Salmon advocate Dave Chitty honoured by Alberni Valley Enhancement Association

Dave Chitty has worked hard for salmon enhancement in the Alberni Valley for nearly 30 years. Last weekend his peers honoured his effort.
69503alberniChitty1-25feb12_0781
Alberni-Pacific Rim MLA Scott Fraser

For decades, Dave Chitty has run the Salmonids in the Classroom and Gently Down the Creek education programs with Alberni Valley schools. He was one of the people responsible for having the Alberni Valley Enhancement Association's (AVEA) salmon hatchery and study centre built. And on Sunday, his peers honoured him for his hard work, renaming the centre the Dave Chitty Resource Centre.

Chitty, whose health has been failing the past year, grinned as more than two dozen people gathered in the sunshine around the newly-minted sign at the hatchery, located alongside Kitsuksis Creek at McLean Mill.

"I'm overwhelmed and humbled," Chitty said.

Only the study centre will bear Chitty's name, hatchery volunteer Jake Leyenaar said. The rest of the facility will still be known as the Alberni Valley Enhancement Association Salmon Hatchery.

The stories were flowing as fast as the creek after the formal part of the morning, as Chitty regaled the crowd with the tale of how he managed to finagle government funding for the hatchery. When it was built in 1992 it cost $80,000. All the lumber for the building was donated and was cut on the McLean Mill site.

Chitty looked around at the resource centre that now bears his name, and said, "this is what it's all about. It's hands on. When the kids come out here, we guarantee they're going to get wet."

He said Gently Down the Creek is a program "this community needs to guard jealously."

Biologist Dave Clough, who has run the Gently Down the Creek program with Chitty for many years, put together a slide show of the last 10 years of Chitty's involvement with the AVEA and the hatchery. Clough choked up when thanking Chitty for his mentorship.

"You have been my inspiration for so long. I am who I am because of you," he said.

Clough and Chitty have been working together since 1991.

Alberni-Pacific Rim MLA Scott Fraser also honoured Chitty with a certificate and a speech in the legislature--a copy of which was printed in the official Hansard record. Fraser managed to make his two-minute speech on budget day, something he said was difficult to do.

Fraser lauded Chitty's dedication to salmon enhancement in the Alberni Valley. A DVD of the speech was played at the resource centre following the official part of the morning.

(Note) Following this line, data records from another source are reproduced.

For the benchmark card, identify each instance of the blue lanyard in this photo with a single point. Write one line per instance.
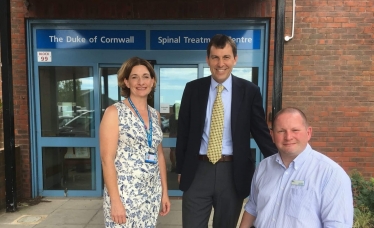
(149, 132)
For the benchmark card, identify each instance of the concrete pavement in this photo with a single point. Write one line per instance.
(75, 213)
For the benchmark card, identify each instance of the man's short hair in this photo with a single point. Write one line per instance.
(290, 110)
(220, 41)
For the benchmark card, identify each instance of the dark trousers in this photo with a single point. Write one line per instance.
(213, 186)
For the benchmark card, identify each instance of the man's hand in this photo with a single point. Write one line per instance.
(165, 205)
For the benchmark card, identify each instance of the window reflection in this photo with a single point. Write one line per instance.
(66, 101)
(68, 168)
(172, 83)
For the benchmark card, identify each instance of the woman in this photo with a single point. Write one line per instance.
(131, 152)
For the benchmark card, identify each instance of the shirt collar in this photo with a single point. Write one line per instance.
(299, 160)
(227, 83)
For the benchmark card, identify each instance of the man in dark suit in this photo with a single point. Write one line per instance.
(206, 182)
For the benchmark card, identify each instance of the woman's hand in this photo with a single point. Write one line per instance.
(118, 212)
(165, 205)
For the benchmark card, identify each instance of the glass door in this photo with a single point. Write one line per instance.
(68, 163)
(172, 80)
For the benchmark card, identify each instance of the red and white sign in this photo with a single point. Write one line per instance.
(44, 56)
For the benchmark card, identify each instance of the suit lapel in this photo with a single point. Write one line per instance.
(236, 101)
(203, 101)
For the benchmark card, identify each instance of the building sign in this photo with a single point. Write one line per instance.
(90, 39)
(44, 56)
(136, 39)
(198, 39)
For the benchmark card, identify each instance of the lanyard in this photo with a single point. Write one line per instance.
(149, 132)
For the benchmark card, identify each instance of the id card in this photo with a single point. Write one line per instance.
(151, 158)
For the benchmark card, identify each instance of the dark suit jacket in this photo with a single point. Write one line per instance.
(247, 117)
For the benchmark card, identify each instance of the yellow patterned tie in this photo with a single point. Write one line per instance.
(216, 128)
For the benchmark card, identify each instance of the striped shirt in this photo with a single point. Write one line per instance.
(313, 191)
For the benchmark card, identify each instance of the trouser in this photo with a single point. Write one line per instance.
(213, 186)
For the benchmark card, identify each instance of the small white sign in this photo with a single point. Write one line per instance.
(44, 56)
(164, 108)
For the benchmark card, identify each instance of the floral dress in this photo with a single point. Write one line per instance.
(139, 183)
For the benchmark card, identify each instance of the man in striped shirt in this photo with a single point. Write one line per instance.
(298, 187)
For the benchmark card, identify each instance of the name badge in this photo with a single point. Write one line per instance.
(151, 157)
(297, 183)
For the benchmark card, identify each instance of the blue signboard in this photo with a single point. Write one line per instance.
(199, 39)
(90, 39)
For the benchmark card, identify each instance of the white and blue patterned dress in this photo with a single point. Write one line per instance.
(139, 183)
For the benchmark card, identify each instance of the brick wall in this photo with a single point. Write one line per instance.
(19, 178)
(328, 69)
(328, 73)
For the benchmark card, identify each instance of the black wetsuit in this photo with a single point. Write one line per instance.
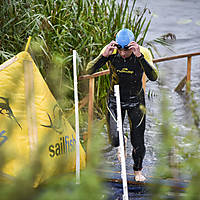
(128, 74)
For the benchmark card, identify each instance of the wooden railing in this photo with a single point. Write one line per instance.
(185, 81)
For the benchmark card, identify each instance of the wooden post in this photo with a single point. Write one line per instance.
(30, 106)
(90, 113)
(121, 142)
(188, 73)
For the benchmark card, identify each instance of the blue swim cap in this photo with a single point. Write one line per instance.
(124, 37)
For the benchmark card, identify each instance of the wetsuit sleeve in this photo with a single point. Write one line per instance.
(94, 65)
(147, 64)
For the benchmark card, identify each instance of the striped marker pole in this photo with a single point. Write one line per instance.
(121, 142)
(76, 119)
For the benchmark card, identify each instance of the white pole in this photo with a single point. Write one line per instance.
(121, 142)
(76, 120)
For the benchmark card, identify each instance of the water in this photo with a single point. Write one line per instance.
(182, 18)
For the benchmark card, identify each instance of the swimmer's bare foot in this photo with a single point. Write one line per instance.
(139, 176)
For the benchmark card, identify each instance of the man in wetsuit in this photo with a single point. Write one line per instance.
(128, 61)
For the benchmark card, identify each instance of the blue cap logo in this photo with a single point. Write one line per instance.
(124, 37)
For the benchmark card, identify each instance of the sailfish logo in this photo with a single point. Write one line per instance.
(7, 111)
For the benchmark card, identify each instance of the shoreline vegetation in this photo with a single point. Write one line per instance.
(57, 28)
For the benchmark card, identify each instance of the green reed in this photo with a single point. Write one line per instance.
(61, 26)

Fraser said in an earlier interview that Chitty helped him immensely when he was first elected as an MLA. "One of my first meetings he started educating me about stream health in the Valley," Fraser said. "That was the beginning of my time as an MLA."

Leyenaar said the idea to name the study or resource centre after Chitty was first brought up at a Pacific Salmon Foundation dinner. Two foundation members asked the AVEA if they would be willing to change the name of the centre.

"We had no problem with that at all, seeing as it was Dave that got the idea of this (hatchery and study centre) together," Leyenaar said.

"It's a great reward to have one of your friends titled as part of the building," Leyenaar said. "It goes into the annals of history as being Dave Chitty."